The bank might not have an access to the Card Number (PAN) or issuers and program managers do not issue a physical card, but they want user to see full card details through their app. MeaWallet as PCI-DSS approved authority can integrate and fetch card data from the bank’s 3rd party vendor (Issuer Processor) or another instance within the bank and deliver card data to the app.
In this case the bank provides virtual
Card ID (for GPS customers this is Public Token ID) and
Secret and MeaWallet verifies the
Secret and make a request to the 3rd party vendor to receive full card data. See manual Generate Time-based Secret.
Functional Requirements and Guidelines
- The user must perform authentication before requesting the data.
- The card data must be specifically asked for by the cardholder (e.g. the user clicks a button).
- Card data can not be stored on the app/device. A new request must happen every time the cardholder requests the data.
- The temporary storage/display of the card data should be removed and deleted when the session terminates or expires.

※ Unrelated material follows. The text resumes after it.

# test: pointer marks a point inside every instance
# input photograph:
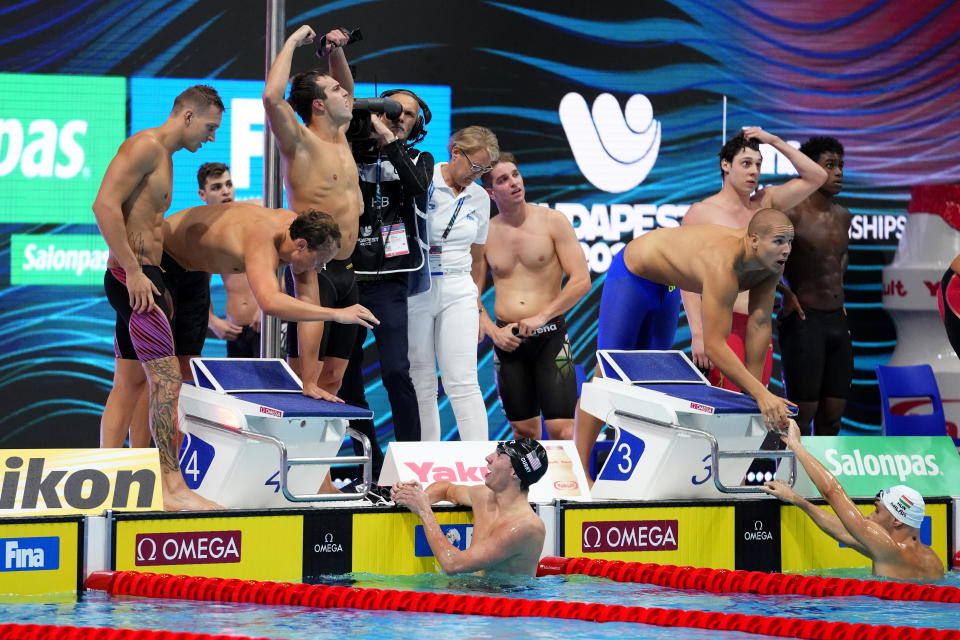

For example:
- User leaves the card screen
- User logs out
- After 45-60 seconds
MeaWallet provides the following MCD SDK options to retrieve card data from 3rd party vendors.
Easy Launch Card View
Android and iOS MCD SDK include native Easy Launch Card View for easier and faster setup. It is built on top of SDK functionality and encapsulates most of the data management tasks allowing a developer to focus on user interface and user experience.
Easy Launch Web functionality is provided by embedding card view iframe.
- Web: Web Easy Launch
This workflow can be used by Issuer's online banking site. In this case Issuer is implementing MCD Web Easy Launch component.
This workflow can be used by Issuer's online banking site. In this case Issuer is implementing connection to MeaWallet Card Data API directly by themselves.